Edmonton

Edmonton needs to get equal EI benefits, food bank head says

The Edmonton Food Bank is calling on the federal government to reverse its decision to exclude the region from recent changes to employment insurance.

736 families in food hamper program awaiting or receiving EI benefits

Food bank executive director Marjorie Bencz says more Edmontonians are relying on hampers from her organization. (Travis McEwan/CBC )

The Edmonton Food Bank is calling on the federal government to reverse its decision to exclude the region from recent changes to employment insurance.

In February, the food bank provided hampers to 736 households where residents were receiving or waiting for EI benefits, executive director Marjorie Bencz said Thursday.

Since December, the food bank provided hampers to more than 19,000 homes each month. That figure is 60 per cent higher than it was in December 2014.

Bencz said Edmonton needs the same level of support offered to every other community in Alberta.

"We're really concerned when governments make decisions that exclude the city of Edmonton or Edmonton and the surrounding areas because we do feel that there's been really a negative effect of the changes in the economy on Edmontonians," she said.

Last week, federal Finance Minister Bill Morneau announced that people in 12 zones across Canada hardest hit by the economic downturn will find it easier to qualify for EI benefits and receive them for a longer period of time.

Unemployment problem expected to get worse

Alberta claimants who qualify will get an additional five weeks of benefits. Long-tenured employees will receive 20 extra weeks of help. The benefits are also retroactive to January 2015.

However, the government said Edmonton's employment rate wasn't as bad as the rest of the province so the changes didn't apply to the region.

The Edmonton zone also includes Leduc and Nisku, where many oil service industries are based.
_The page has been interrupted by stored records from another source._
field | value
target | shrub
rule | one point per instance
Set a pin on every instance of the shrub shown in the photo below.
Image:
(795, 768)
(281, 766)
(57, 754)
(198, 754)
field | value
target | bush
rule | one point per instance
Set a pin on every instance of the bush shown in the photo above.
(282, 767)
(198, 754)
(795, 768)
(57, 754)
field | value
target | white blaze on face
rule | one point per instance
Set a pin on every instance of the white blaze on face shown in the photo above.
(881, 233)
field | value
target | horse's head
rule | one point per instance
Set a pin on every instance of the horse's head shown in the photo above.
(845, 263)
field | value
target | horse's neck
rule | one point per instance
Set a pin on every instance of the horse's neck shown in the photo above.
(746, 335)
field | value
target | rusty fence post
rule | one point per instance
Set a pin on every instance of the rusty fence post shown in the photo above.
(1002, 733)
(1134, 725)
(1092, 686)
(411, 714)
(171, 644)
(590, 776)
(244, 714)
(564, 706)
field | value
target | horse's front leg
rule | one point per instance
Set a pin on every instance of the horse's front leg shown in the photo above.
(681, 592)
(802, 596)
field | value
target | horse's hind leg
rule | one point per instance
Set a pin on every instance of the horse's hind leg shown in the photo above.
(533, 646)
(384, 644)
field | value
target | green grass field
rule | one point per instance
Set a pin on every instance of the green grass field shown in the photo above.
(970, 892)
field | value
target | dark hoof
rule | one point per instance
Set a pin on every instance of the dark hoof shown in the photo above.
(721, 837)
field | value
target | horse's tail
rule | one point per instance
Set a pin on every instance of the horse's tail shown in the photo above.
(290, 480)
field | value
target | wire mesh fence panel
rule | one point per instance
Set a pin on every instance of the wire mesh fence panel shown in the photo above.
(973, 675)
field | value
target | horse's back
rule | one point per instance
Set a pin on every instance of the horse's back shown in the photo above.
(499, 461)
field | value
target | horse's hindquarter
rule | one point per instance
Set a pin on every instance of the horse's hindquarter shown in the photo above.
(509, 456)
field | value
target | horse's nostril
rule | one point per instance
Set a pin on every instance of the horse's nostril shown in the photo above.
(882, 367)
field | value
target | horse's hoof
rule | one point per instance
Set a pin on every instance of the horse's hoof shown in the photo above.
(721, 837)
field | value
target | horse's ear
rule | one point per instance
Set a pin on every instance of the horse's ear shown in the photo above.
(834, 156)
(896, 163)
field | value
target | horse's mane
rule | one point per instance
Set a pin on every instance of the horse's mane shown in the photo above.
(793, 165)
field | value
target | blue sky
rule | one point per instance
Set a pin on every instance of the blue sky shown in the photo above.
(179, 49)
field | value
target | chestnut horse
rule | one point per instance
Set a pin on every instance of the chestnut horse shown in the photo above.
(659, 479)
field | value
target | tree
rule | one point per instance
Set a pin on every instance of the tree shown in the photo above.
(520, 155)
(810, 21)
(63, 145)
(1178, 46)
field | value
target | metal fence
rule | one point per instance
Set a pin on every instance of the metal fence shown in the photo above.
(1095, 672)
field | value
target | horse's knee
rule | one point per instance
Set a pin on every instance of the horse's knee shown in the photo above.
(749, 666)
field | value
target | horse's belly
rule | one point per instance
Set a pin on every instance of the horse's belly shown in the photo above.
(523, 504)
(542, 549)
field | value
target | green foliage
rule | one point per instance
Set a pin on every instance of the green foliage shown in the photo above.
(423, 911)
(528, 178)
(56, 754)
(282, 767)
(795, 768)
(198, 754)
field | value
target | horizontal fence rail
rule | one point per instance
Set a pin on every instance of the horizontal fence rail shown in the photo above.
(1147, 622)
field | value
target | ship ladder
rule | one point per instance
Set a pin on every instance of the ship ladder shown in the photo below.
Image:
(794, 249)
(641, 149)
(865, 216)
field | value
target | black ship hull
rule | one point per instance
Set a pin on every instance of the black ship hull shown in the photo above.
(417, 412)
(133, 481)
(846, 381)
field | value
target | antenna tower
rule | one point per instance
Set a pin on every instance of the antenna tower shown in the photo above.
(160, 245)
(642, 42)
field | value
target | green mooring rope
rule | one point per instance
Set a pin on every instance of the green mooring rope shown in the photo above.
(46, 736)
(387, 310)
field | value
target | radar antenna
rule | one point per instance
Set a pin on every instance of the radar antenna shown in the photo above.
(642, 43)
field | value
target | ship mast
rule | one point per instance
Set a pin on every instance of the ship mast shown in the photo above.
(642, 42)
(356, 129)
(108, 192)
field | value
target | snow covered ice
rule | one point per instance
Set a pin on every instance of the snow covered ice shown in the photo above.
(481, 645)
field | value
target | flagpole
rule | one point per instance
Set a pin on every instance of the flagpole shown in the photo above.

Michael Enders was laid-off from his job at a northern Alberta work camp in January. He is now looking for any kind of job that will help him make ends meet. (Travis McEwan/CBC )

Some people at a job fair in downtown Edmonton Thursday also weren't happy with the federal government's decision. 

Ming Zhung has been receiving EI for the past three months since he was laid-off after nine years of work at an engineering firm. He said he is disappointed with Edmonton's exclusion from the EI changes. 

"It's crazy," he said, calling for the decision to be reversed. 

Michael Enders was also at the job fair. The former camp clerk in northern Alberta was laid off in January. He didn't qualify for employment insurance because he didn't have the required hours. 

"I don't think it was fair at all," he said. "I actually think it was a good slap in the face."

Enders said he is open to taking any kind of job in what he describes as a tough job market. He said the crowds at the job fair show what's really happening with the city's employment market. 

"It shows that Edmonton is really hurting," Enders said. "The north is really hurting. Calgary, of course, is still hurting. All of Alberta is hurting. I think we should all be treated equally." 

On Wednesday, Alberta Finance Minister Joe Ceci said the federal government was wrong to exclude the region when extending EI benefits. He said Ottawa relied on outdated employment numbers when making the decision.

Bencz said she is concerned the problem will continue to get worse. She says more workers still start applying for EI when their severance payments run out.